JAubert.jpgAprès une invraisemblable première partie de campagne marquée par la calomnie, les attaques ad-hominem et les coups-bas, la campagne présidentielle se termine par un second tour hystérique.

C'est exactement cette situation que je souhaitais éviter, et le vote Fillon en était la clé. Cette instruction de vote là n'a pas été suffisamment écoutée et je ne peux que constater un immense trauma national.

L'électeur de Droite se trouve désormais pris au piège d'un second tour manichéen où chacun joue sur des clivages caricaturaux et une guerre d'images. Il est fou de dire que le second tour est joué, ou qu'il n'y aurait pas à réfléchir. Au contraire, 15 ans après la qualification de Jean-Marie Le Pen, ce serait une erreur que de laisser ainsi s'installer le non-débat en expliquant aux gens qu'il n'y a plus à penser. 50% des Français ont voté pour mettre à bas le système. Il faut que les Français assument ce second tour qu'ils ont appelé de leurs voeux, et qu'ils prennent conscience du tragique de la situation. Ne pas débattre c'est mépriser quelque part le choix des autres, et donc alimenter le fossé national. Or, nous serons tous comptables du résultat car le fossé perdurera au-delà de l'élection.

Dans la cacophonie ambiante, j'ai délibérément préféré ne pas donner de consigne de vote, et ce pour plusieurs raisons :
1. Parce que je crois que ces consignes sont d'un autre âge et que chaque électeur doit, en âme et conscience, se prononcer. Appeler à voter pour quelqu'un, c'est quelque part se porter garant engager sur la suite, alors que les deux candidats n'ont quasiment aucune expérience gouvernementale. Je n'aurais pas voulu appeler à voter pour Hollande en 2012 : je m'en serais voulu d'avoir pavé la voie de mesdames Taubira ou Valaud-Belkacem. Au surplus, en tant qu'électeur, je n'ai jamais écouté ce type de consigne.

2. Parce que chacun a un avis différent et qu'au lieu de fédérer, le consensus autour de l'appel à voter parmi les cadres (qui va de Macron à Blanc) contraste avec la diversité des opinions sur le terrain.

3. Parce que l'empressement avec lequel une partie de la Droite a appelé à voter à Gauche a choqué des électeurs qui n'ont pas pu faire leur deuil, accepter psychologiquement un candidat qu'ils critiquaient allègrement quelques heures auparavant. Ce n'est pas tant la nature même de l'appel à voter (somme tour assez prévisible) que la fluidité avec laquelle ce basculement s'est opéré qui a choqué, voire qui a renforcé les craintes d'une collusion des élites, exactement le grain à moudre dont avait besoin le FN pour cliver.

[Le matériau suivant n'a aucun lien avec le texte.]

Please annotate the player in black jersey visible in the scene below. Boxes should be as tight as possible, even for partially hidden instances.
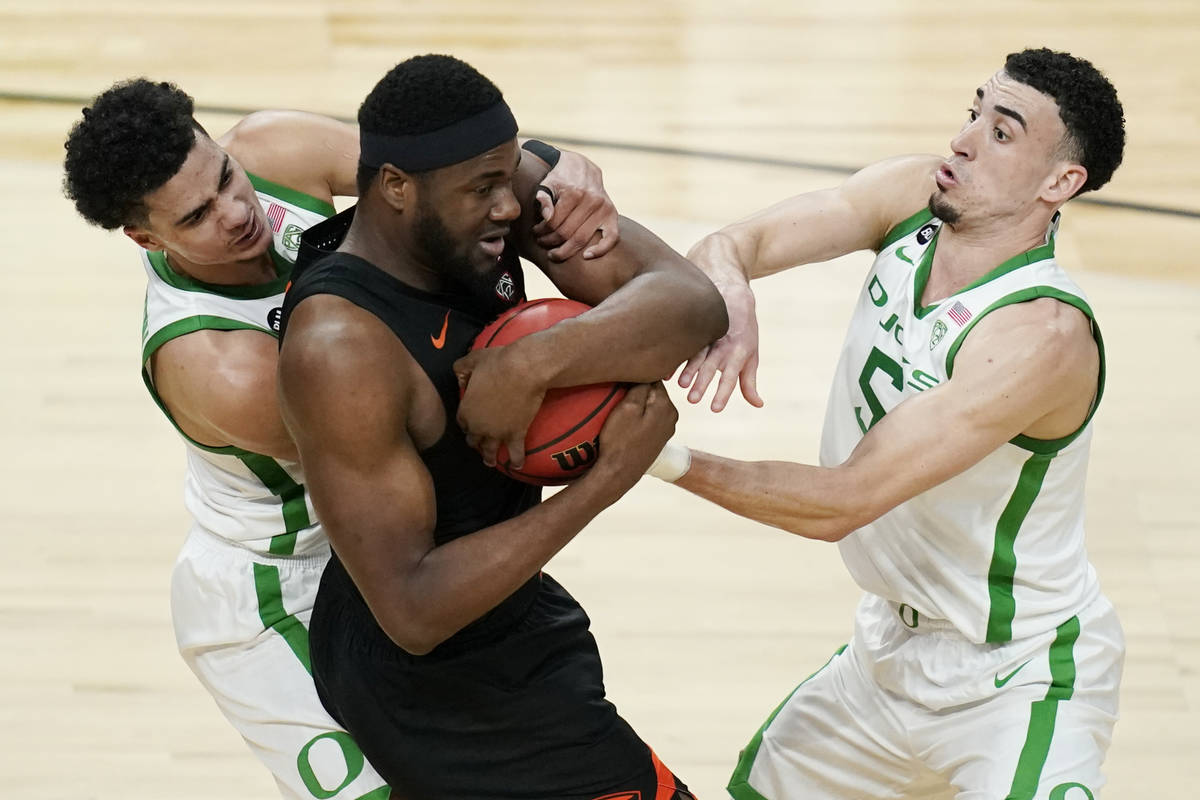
[280,56,726,800]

4. Parce que ces consignes ont eu un effet particulièrement contreproductif sur un électorat sorti très amer de cette campagne à l'égard de ses chefs. Je mets en garde mes collègues qui croient bien faire : l'esprit de contradiction est tel que cette semaine, plus les appels se sont multipliés, plus j'ai croisé des électeurs excédés - et parmi eux des centristes de longue date - s'apprêtant à voter différemment des consignes. L'usage de l'autorité morale à grands renforts de récupération symbolique ne peut plus fonctionner dans une société où la défiance à l'égard du politique est gigantesque. La menace ou la coercition est une très mauvaise façon de convaincre.

5. Parce qu'il faut clarifier le sens donné à cet appel au vote. La nature politiquement floue du En-Marchisme fait que s'y rallier donne le sentiment - à tort ou à raison - d'embrasser certaines idées d'Emmanuel Macron. Lorsque Lionel Jospin appelait à voter Chirac en 2002, cette ambiguïté idéologique n'existait pas car les corpus étaient clairement opposés. Le bruit a couru que certains LR ou UDI gouverneraient sans difficulté avec Macron, c'est à dire quelque soit le résultat des législatives, dans un gouvernement de coalition centriste. Il y a donc une ambigüité à lever entre ceux qui appellent au vote "en contre" pour éviter le FN, et ceux qui lancent un appel au vote "par adhésion" ou par débauchage individuel.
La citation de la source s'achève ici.